Certain types of multi-sensor e-nose devices are capable of detecting complex mixtures of VOC-biomarkers, associated with particular diseases, by their unique VOC-signature patterns (or VOC profiles). Other e-nose instruments with a small number of chemicalanalysis sensors are capable of identifying individual VOC-biomarkers. Examples of putative VOC-biomarkers useful for early detection of specific diseases, (such as butylated hydroxytoluene for amyotrophic lateral sclerosis (ALS), p-menth-1-en-8-ol for cholera, indole for cryptosporidiosis, hypoxanthine for endometriosis) and many others, have been summarized previously [1,13,14,21].
Dual-technology or combination-technology e-nose instruments also are now being developed with the capabilities of both chemicalmixture identification (sample type and source) and analyticalchemistry capabilities. Utilization of both types of e-nose instruments or combination-technology instruments provides complementary information to enhance the accuracy of diagnoses. Disease VOCbiomarker detection via metabolomic methods, used individually or in combination with e-nose technologies, are powerful supportive tools for effective disease diagnosis [22].
There are still some important issues and developmental steps that need to be completed before e-nose instruments are fully integrated into routine clinical practice.
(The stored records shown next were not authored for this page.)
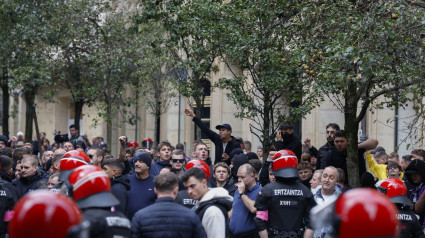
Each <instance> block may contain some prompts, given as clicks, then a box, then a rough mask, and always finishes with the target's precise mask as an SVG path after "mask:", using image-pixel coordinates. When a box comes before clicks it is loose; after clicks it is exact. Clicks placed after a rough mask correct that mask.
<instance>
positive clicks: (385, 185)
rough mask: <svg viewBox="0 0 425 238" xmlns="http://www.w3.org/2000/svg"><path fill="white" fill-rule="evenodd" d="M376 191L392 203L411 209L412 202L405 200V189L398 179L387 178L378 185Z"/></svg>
mask: <svg viewBox="0 0 425 238" xmlns="http://www.w3.org/2000/svg"><path fill="white" fill-rule="evenodd" d="M378 190H379V191H380V192H382V193H383V194H385V195H386V196H387V197H389V198H390V200H391V201H393V202H394V203H401V204H404V205H408V206H410V207H413V203H412V201H410V200H409V199H408V198H407V187H406V184H404V182H403V181H401V180H400V179H398V178H388V179H385V180H384V181H382V182H381V183H380V184H378Z"/></svg>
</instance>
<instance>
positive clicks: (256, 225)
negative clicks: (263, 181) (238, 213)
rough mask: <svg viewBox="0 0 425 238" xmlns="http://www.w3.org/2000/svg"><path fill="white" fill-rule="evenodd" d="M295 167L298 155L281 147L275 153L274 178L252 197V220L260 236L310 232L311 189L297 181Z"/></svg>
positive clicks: (312, 201) (312, 198) (265, 236)
mask: <svg viewBox="0 0 425 238" xmlns="http://www.w3.org/2000/svg"><path fill="white" fill-rule="evenodd" d="M297 167H298V159H297V157H296V156H295V154H294V153H293V152H292V151H290V150H281V151H279V152H278V153H276V154H275V155H274V157H273V173H274V175H275V177H276V182H273V183H269V184H267V185H266V186H265V187H263V189H262V190H261V192H260V193H259V195H258V197H257V199H256V201H255V207H256V208H257V213H256V217H255V223H256V226H257V230H258V231H259V236H260V237H261V238H265V237H273V238H286V237H302V236H303V235H304V237H312V236H313V230H312V229H311V228H310V224H309V213H310V210H311V208H312V207H314V206H315V205H316V202H315V201H314V198H313V194H312V193H311V191H310V189H308V188H307V187H306V186H304V185H303V184H301V183H299V182H297V181H296V180H297V179H298V169H297ZM304 233H305V234H304Z"/></svg>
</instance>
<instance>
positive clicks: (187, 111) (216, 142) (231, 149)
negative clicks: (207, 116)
mask: <svg viewBox="0 0 425 238" xmlns="http://www.w3.org/2000/svg"><path fill="white" fill-rule="evenodd" d="M184 112H185V113H186V115H187V116H190V117H192V118H193V119H192V121H193V122H195V125H197V126H198V127H199V128H200V129H201V131H202V132H203V133H205V134H206V135H207V136H208V138H209V139H210V140H211V141H212V142H213V143H214V145H215V161H214V164H216V163H218V162H226V164H228V165H230V162H231V161H232V158H231V156H230V152H232V150H233V149H236V148H240V145H239V143H238V142H237V141H236V139H235V138H234V137H233V136H231V134H232V127H231V126H230V125H229V124H226V123H225V124H222V125H217V126H216V127H215V129H217V130H219V134H217V133H215V132H213V131H212V130H210V129H209V128H208V127H207V126H206V125H205V124H204V123H203V122H202V121H201V118H199V117H197V116H196V115H195V113H193V111H192V110H191V109H187V108H186V109H185V110H184Z"/></svg>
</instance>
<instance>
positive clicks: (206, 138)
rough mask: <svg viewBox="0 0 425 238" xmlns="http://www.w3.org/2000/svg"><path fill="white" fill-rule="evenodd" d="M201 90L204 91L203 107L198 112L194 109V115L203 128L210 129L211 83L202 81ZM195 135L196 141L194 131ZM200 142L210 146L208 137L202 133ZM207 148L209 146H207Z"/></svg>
mask: <svg viewBox="0 0 425 238" xmlns="http://www.w3.org/2000/svg"><path fill="white" fill-rule="evenodd" d="M201 84H202V88H203V90H204V95H205V98H204V107H203V108H202V109H201V111H200V112H198V111H197V109H196V107H195V114H196V115H198V116H199V117H200V118H201V121H202V123H204V125H205V126H207V127H208V128H210V121H211V82H210V81H209V80H207V79H204V80H202V82H201ZM194 134H195V140H198V138H197V136H196V130H195V132H194ZM201 140H202V142H204V143H206V144H211V141H210V140H209V139H208V136H207V135H206V134H204V133H201ZM208 147H209V146H208Z"/></svg>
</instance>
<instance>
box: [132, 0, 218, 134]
mask: <svg viewBox="0 0 425 238" xmlns="http://www.w3.org/2000/svg"><path fill="white" fill-rule="evenodd" d="M220 5H221V1H216V0H207V1H200V0H190V1H182V0H170V1H169V0H167V1H163V0H160V1H157V0H142V1H141V7H142V8H143V12H142V13H141V14H140V15H139V16H138V17H136V18H135V19H136V24H142V23H143V24H148V25H149V24H151V25H152V26H154V25H155V24H157V23H160V24H161V25H162V27H163V29H164V30H165V32H166V34H164V38H163V40H162V41H159V42H156V43H154V47H165V48H166V49H167V50H168V52H169V56H170V58H171V59H172V62H173V65H172V66H173V69H174V71H185V72H188V74H175V75H176V76H177V80H176V81H175V85H176V87H177V89H178V91H179V93H180V94H181V95H183V96H185V97H187V98H188V99H189V100H191V99H193V101H194V103H195V104H196V109H195V112H196V113H197V114H200V113H201V111H202V109H203V107H204V99H205V94H204V90H203V87H202V86H203V84H204V80H208V79H209V78H210V74H211V73H212V72H216V71H217V70H218V68H217V66H216V65H215V64H214V63H215V60H216V58H217V56H219V51H218V48H219V45H220V38H219V36H213V35H212V34H215V33H217V32H219V31H218V30H214V31H212V30H211V29H212V28H213V27H217V26H218V27H220V25H219V24H216V23H217V22H216V20H217V19H218V18H217V17H218V16H219V12H218V9H219V7H220ZM189 102H190V101H189ZM191 104H192V103H191ZM192 105H193V104H192ZM195 130H197V132H196V133H197V138H198V140H200V139H201V131H200V130H199V129H197V128H196V129H195Z"/></svg>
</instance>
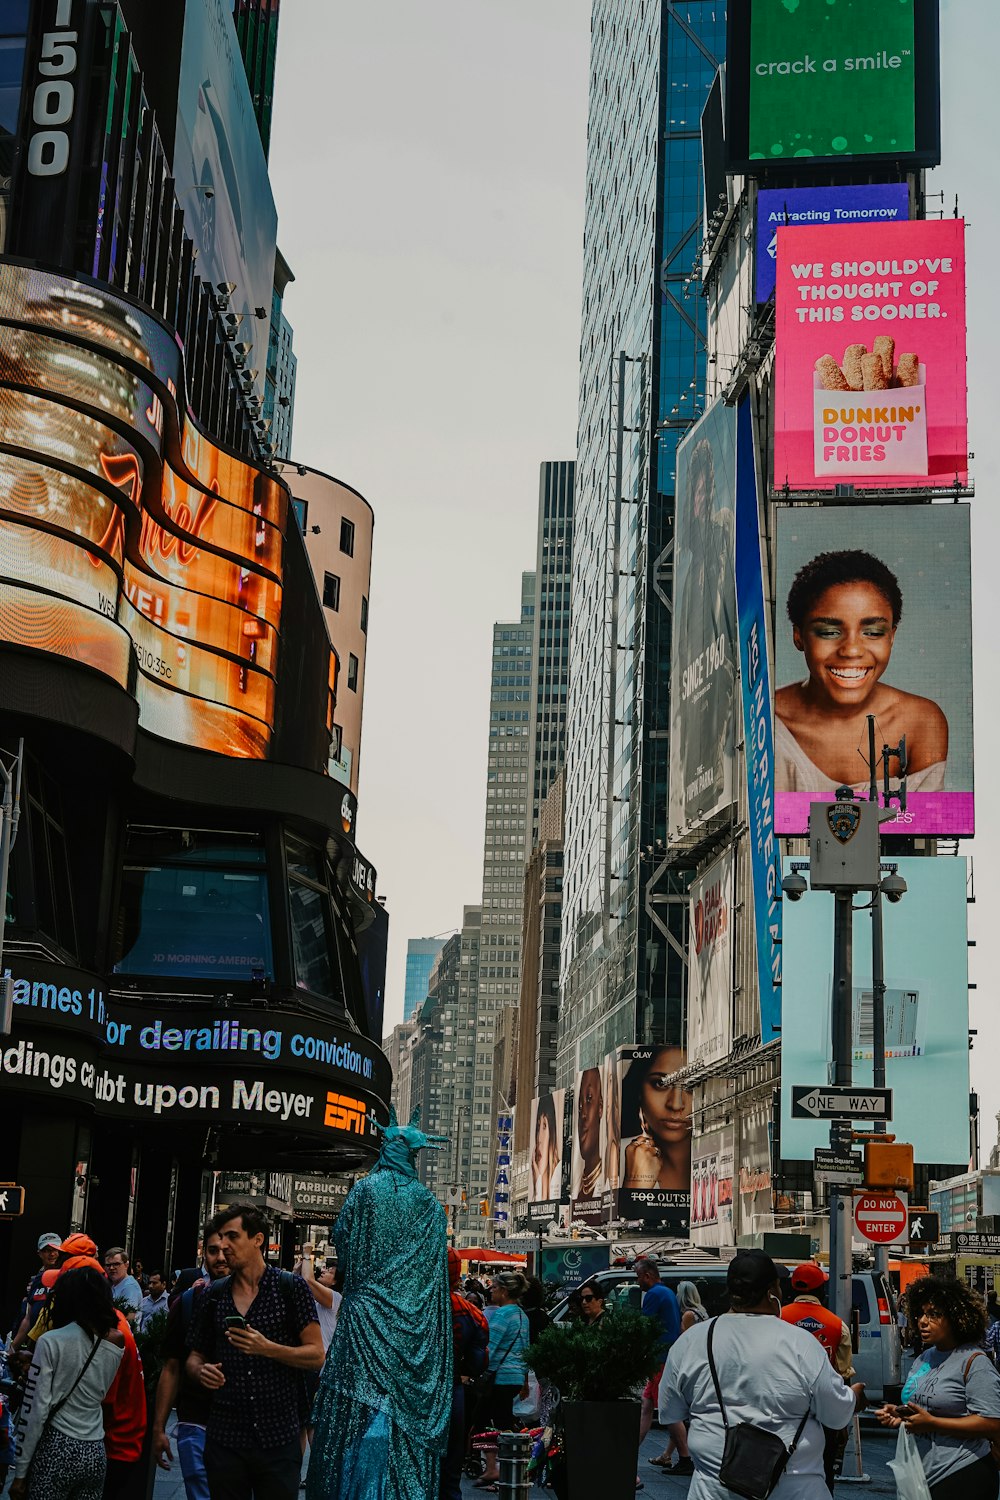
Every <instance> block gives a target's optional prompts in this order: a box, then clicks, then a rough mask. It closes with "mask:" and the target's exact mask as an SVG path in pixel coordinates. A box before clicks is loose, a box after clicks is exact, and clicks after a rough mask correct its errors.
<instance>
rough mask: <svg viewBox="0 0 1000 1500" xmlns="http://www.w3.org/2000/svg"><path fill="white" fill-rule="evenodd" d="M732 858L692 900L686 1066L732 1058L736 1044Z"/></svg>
mask: <svg viewBox="0 0 1000 1500" xmlns="http://www.w3.org/2000/svg"><path fill="white" fill-rule="evenodd" d="M732 903H733V856H732V853H724V855H723V856H721V858H720V859H717V861H715V864H712V865H709V868H708V870H706V871H705V873H703V874H700V876H699V877H697V879H696V880H694V882H693V883H691V894H690V897H688V913H690V921H688V1064H700V1065H708V1064H711V1062H720V1061H721V1059H723V1058H727V1056H729V1052H730V1046H732V1040H733V938H732Z"/></svg>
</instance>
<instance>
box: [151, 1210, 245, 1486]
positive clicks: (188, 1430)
mask: <svg viewBox="0 0 1000 1500" xmlns="http://www.w3.org/2000/svg"><path fill="white" fill-rule="evenodd" d="M202 1263H204V1268H205V1271H207V1272H208V1281H204V1280H199V1281H195V1283H193V1284H192V1286H183V1287H180V1293H178V1296H177V1298H174V1304H172V1307H171V1310H169V1313H168V1316H166V1334H165V1335H163V1368H162V1371H160V1379H159V1382H157V1386H156V1412H154V1416H153V1455H154V1458H156V1463H157V1464H159V1466H160V1469H169V1466H171V1460H172V1457H174V1455H172V1452H171V1446H169V1437H168V1436H166V1419H168V1418H169V1413H171V1407H172V1406H174V1403H177V1431H175V1433H174V1437H175V1439H177V1457H178V1460H180V1472H181V1475H183V1476H184V1490H186V1493H187V1500H208V1479H207V1476H205V1422H207V1421H208V1406H210V1404H211V1397H210V1395H208V1392H207V1391H205V1388H204V1386H202V1385H195V1382H193V1380H189V1379H187V1376H186V1374H184V1361H186V1359H187V1334H189V1329H190V1326H192V1323H193V1317H195V1308H196V1307H198V1302H199V1299H201V1298H202V1296H204V1293H205V1287H208V1286H210V1283H211V1281H219V1280H220V1278H222V1277H226V1275H228V1274H229V1268H228V1266H226V1257H225V1253H223V1247H222V1236H220V1235H213V1233H211V1232H210V1227H208V1226H205V1233H204V1248H202ZM184 1275H186V1274H184V1272H181V1277H184ZM193 1275H195V1274H193V1272H190V1274H189V1275H187V1280H190V1278H192V1277H193Z"/></svg>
Universal standardization of methods used for e-nose applications should be developed for sampling protocols, sample transport and sample storage conditions, and analytical methodologies to allow inter-study data comparisons [23]. Additional work also should identify and expand the list of chemical disease biomarkers known for specific diseases and unique VOC profiles, indicative of complex mixtures of specific biomarker metabolites, associated with individual diseases [1].
The author expects the eventual full acceptance of e-nose devices into clinical practice, particularly when used in combination with targeted detection of known disease biomarkers acquired from preliminary prophylactic e-nose disease screenings. The reluctance of physicians to change their use of preferred older diagnostics methods to newer, more rapid and accurate methods will be overcome in time. Additional e-nose clinical trials will contribute to the acceleration of progress in standardization of clinical diagnostic procedures. These improvements ultimately will advance the key goals of precision medicine to increase use of noninvasive medical procedures, improve patient prognoses and treatment effectiveness through early disease detections and treatments, shorten patient hospital stays, and significantly reduce total healthcare costs.